We left the house in a big group, my parents and my aunt, my two cousins who never protested before, my uncle and ..Sara. We walked to Al-Gala2 neighborhood before we saw masses walking towards us, they were chanting while holding big signs with anti-government slogans.
We stood there in shock before we found ourselves in the middle of the protest. Estimates by various groups and my father who I consider a good statistician said that the protest had up to 10,000 people.
We marched for a long time until we reached the Central Police Station next to Omdurman Locality.
There was a moment of silence before the crowds shouted "peaceful", dozens of police officers and plain-clothed security officers stood there in shock, at the massive numbers and the loud voice.
My best friend told me that when the crowds chanted "peaceful", one plain-clothed security officer signaled "NO" with his finger.
We should have seen it coming.
When we reached the middle of Street 40, I put more vinegar with water on tissue-paper and then put it inside my scarf before wrapping the scarf around my mouth. I wanted to breathe in as much vinegar as possible.
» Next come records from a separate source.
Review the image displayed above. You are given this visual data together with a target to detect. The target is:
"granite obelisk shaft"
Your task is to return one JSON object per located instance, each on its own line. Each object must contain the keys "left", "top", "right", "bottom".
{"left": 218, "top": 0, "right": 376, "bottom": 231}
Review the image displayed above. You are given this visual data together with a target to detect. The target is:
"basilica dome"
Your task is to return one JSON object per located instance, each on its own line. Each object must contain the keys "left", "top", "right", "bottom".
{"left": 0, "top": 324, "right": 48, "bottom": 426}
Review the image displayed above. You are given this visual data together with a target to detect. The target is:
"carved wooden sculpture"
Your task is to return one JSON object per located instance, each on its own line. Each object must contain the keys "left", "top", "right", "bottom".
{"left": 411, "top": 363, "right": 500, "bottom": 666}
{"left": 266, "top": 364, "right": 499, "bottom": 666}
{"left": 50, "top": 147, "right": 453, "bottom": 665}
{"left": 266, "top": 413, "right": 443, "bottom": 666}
I could see the tear-gas coming.
At some point, the crowds stopped and sat on the floor and began chanting the national anthem while I felt like I was going to faint from the heat and exhaustion, Sara and I crossed the street and knocked on one of the houses and asked for water.
I took a few sips from the water then turned around to make it back to the crowds when I saw them getting dispersed. They were trapped and army vehicles were coming from both sides, firing live bullets into the air. The crowds were running, both from the live bullets and from the tear-gas bombs that were being fired left and right.
I remember seeing people running at me , dozens were trying to force themselves into the house were I had asked for water. I crouched on the floor and put my hands on my head. I saw hands reaching out to me, my best friend and another friend were in tears, screaming at me to come inside the house.
I made myself into the house with dozens of young men and women. A young man was leaning on the wall, with his face stretched in pain, his arm was dislocated or broken or something…during the chaotic dispersal scene.
Another young man was asking for a cloth, a scarf…something to tie the poor guy’s hand. I took off my beautiful teal scarf and wrapped his arm with it and then tied the scarf to his neck.
A young woman who lives in the house where we were staying gave me the brown scarf.
For a long time, I thought about my scarf, my friend told me it is now hung on the young man’s wall. As a beautiful souvenir from the September protests.
I also thought about the brown scarf. One day, I got dressed and threw it inside my beige bag and walked to Street 40. As I came closer to the house, I decided not to take it back. I decided to keep it.